In June, the weeklong Agassiz Chamber Music Festival (www.agassizfestival.com) in Winnipeg celebrates the anniversary of composer Benjamin Britten.

Several cities are celebrating the vocal arts.

Edmonton’s Opera Nuova (www.operanuova.ca) celebrates its 15th anniversary this year. Over the past several years, the acclaimed opera boot camp has transformed itself into a six-week feast of art song, Broadway and classical opera. This season recruits from all over Canada and abroad are performing Dialogue of the Carmelites, Don Giovani, The Elixir of Love and Fiddler on the Roof.

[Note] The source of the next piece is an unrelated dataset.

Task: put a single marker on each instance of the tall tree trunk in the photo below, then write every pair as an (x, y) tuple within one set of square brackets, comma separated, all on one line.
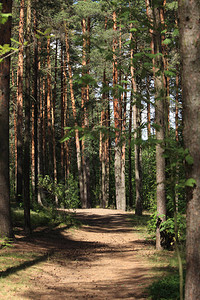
[(5, 219), (136, 128), (66, 116), (62, 108), (104, 142), (35, 95), (15, 130), (84, 101), (27, 221), (53, 110), (189, 16), (123, 157), (148, 109), (130, 154), (160, 126), (78, 148), (120, 202), (20, 105)]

And in Vancouver, from May 30 to June 26, Vancouver International Song Institute’s Songfire Festival offers an immersion into the world of the art song through master classes, lectures and performances. www.songinstitute.ca

Calgary Opera is dipping into the summer festival spirit with its inaugural Opera in the Village (www.calgaryopera.com/arghh), set in Calgary’s East Village. After a season of Verdi, Verdi, and Verdi to celebrate that composer’s 200th birthday, the innovative company is mounting a G & S romp on the high seas with The Pirates of Penzance Aug. 22-25. And down the road from Calgary in the Canadian Rockies, ten string quartets will compete in the 11th Banff International String Quartet Competition (www.banffcentre.ca/bisqc) Aug. 26 to Sept. 1. Winning this prestigious competition has launched the careers of several well-known ensembles, including the St. Lawrence String Quartet.

In late June, the Edmonton Chamber Music Society continues to celebrate Edmonton’s rich contribution to the talent pool of classical music with the 6th Summer Solstice Festival June 21-23 (www.edmontonchambermusic.org). The festival brings home esteemed Edmonton-area players such as Andrew Wan  ,co-concertmaster of the OSM, Juliet Kang, first associate concertmaster with the Philadelphia Symphony, and cellist Marina Hoover, a founding member of the St. Lawrence String Quartet. Clarinetist James Campbell, a son of Leduc, is also part of the musical mix this year, which is always broad and deep.

One of the highlights of the Vancouver Early Music Festival (www.earlymusic.bc.ca) July 28 to Aug. 10 should be a performance of Handel’s Israel in Egypt at the Chan Centre on Aug. 7. The soloists are Suzie LeBlanc, Shannon Mercer, Reginald L. Mobley, Laura Pudwell, Colin Balzer and Charles Daniels.

And Aug. 9-24, the Orca Island Chamber Music Festival (oicmf.org) brings together an array of musicians that includes the concertmasters of Cleveland Orchestra, the Los Angeles Philharmonic and the Los Angeles Chamber Orchestra for a diverse serious classical music experience. The festival director is pianist Jon Kimura Parker, piano, one of Vancouver’s finest musical exports.

The lineup at the Pender Harbour Chamber Music Festival (penderharbourmusic.ca/chamber-music), Aug. 15-18, features an outstanding group of adventurous musicians, including Lara St. John and Rachel Mercer.

The Hornby Festival (www.hornbyfestival.bc.ca), Aug. 1-10 has invited Anton Kuerti to play Beethoven’s first piano sonata on Aug. 8. and Marie-Josee Lord sings Villa-Lobos’s Bachianas brasileiras No. 5 on Aug. 7. The climax of the festival is a performance of Bach’s cello suites by Colin Carr.